経済ニュースなどでマスコミはいくらでも主要な経済指標を報道するからです。

少し調べてみると、ポンジスキームの疑いがある意見が多く見受けられました。

当時の私も同感でした。

しかし、ポンジスキームの悩ましいところは、詐欺とわかるその直前まで配当金などが払われるところにあります。

加入者にとっては配当金が払われている限り「真実の投資」であり続けます。

他人がいくら警告しても、その声が加入者に響く可能性は低いです。

よって当時の私は「他山の石」としていました(他人の言動や行動も自分を 育てる助けとなるという意味)。

5.私の世界の見方

しかし、本件を改めて自分に当てはめてみると、少し心動く自分がいます。

なぜなら雰囲気投資家である私にとって、ある意味では「優良な投資信託」も「みんなで大家さん」も、情報量では同じ程度の解像度だからです。
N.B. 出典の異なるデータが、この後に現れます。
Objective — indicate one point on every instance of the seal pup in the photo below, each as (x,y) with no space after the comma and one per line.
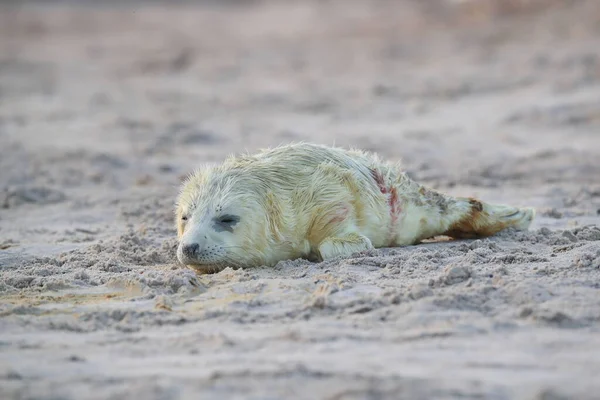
(317,202)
つまり「いずれもよく知らない」、このことに尽きます。

怠惰な私は本格的な投資や企業の勉強をしていません。

なんとなく、S&P500やNASDAQ100はスゴイ!間違いない!という認識であり、NVIDIAが世界一だ!ぐらいの知識量です。

「みんなで大家さん」の加入者も、スゴイ!間違いない!安心・安全だ!といった感覚だったことでしょう。

では、この2者を分けるものは何でしょう?

6.「みんなで大家さん」と「投資信託」の違いを改めて考えてみる

私の感覚では、「違いはフィルターの多さにある」と思っています。

①投資信託のフィルター

・まず株式という数百年の歴史ある仕組みがあります。

・それを扱う株式市場にもルールがあります。

・私たちが市場にアクセスするための証券会社もまた、厳しい法律で管理されています。

この3つのフィルターにより、私たちがアクセスできる金融商品は自ずと「いくらかマシ」なものになります。
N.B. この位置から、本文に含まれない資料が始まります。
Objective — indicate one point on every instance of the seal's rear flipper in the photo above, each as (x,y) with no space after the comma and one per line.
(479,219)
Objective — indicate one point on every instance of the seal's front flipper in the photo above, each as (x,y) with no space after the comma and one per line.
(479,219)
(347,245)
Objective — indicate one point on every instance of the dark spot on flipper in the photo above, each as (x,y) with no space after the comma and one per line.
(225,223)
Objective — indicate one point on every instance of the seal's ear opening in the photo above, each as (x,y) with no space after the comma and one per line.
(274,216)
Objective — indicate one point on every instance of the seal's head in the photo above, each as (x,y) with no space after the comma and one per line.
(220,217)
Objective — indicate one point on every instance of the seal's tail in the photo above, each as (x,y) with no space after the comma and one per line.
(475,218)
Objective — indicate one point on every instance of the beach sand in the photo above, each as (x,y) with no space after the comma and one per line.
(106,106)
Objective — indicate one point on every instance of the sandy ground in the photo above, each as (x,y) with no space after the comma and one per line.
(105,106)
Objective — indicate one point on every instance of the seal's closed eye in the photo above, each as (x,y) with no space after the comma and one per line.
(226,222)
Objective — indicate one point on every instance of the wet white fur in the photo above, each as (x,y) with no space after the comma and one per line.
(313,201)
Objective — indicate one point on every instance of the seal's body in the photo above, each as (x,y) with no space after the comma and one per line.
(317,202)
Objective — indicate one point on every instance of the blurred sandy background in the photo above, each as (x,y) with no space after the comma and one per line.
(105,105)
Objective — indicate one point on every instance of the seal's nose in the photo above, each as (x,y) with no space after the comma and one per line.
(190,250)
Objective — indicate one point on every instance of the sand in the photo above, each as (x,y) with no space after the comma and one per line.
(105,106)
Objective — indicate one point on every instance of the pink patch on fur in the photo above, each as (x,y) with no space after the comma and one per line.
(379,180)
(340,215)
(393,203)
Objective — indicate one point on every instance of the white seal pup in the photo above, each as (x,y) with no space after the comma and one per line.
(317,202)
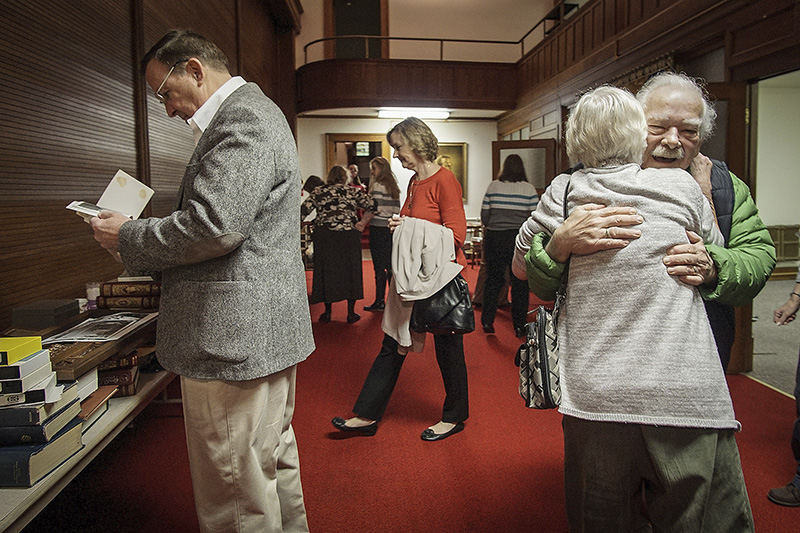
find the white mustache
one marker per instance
(669, 153)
(ミーム株やジャンク株にもアクセスできてしまうという、良くも悪くも自由度が残っています)

②みんなで大家さんのフィルターは?

・おそらく加入時の契約書?

これは私の憶測ですけど、加入時の契約書は保険契約の約款みたいに小さな字で非常に情報量の多いものではないかと思います。

私のような人間と相性が悪いのは当然ですが、一般的にも契約書の内容を読みこむ方は少ないのではないでしょうか?
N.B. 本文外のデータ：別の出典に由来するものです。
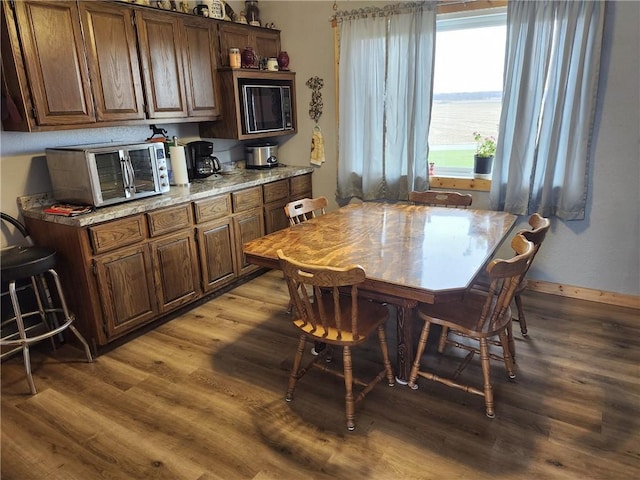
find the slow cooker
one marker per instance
(262, 156)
つまり「みんなで大家さん」の場合、個人と企業の1対1の直接的な契約であり、私の言うフィルターは無いように見受けられます。

ある意味では、「テレビCMが逆の意味でのフィルター」になったのではないでしょうか?

「テレビで流れている内容は一定のブランドがあり、真実にちがいない」、これは見方によってはリスクのある考え方です。

マスコミを批判したいわけではなく、

少なくとも私自身は、そうしたイメージに無自覚に影響を受けていたのかもしれません。

7.おわりに

私のような怠惰で雑な人間は、人生の大きな失敗と「薄皮一枚の差」で隣り合わせなのかもしれません。

・あの日、もしもう少し疲れていたら、

・もし、もう少し不安が強かったら、

・ポンジスキームの知識が無ければ、

・株式投資に触れることが無ければ、

わたしもまた、「みんなで大家さん」に飛びついていたことでしょう。

大きな不安とストレスを感じ続ける私が最も必要としているもの、「安心・安全」をこのサービスは強く打ち出しているのですから。

丁寧に生きる、ゆっくり立ち止まって考える、調べることの大切さを本件から学んだような気がします。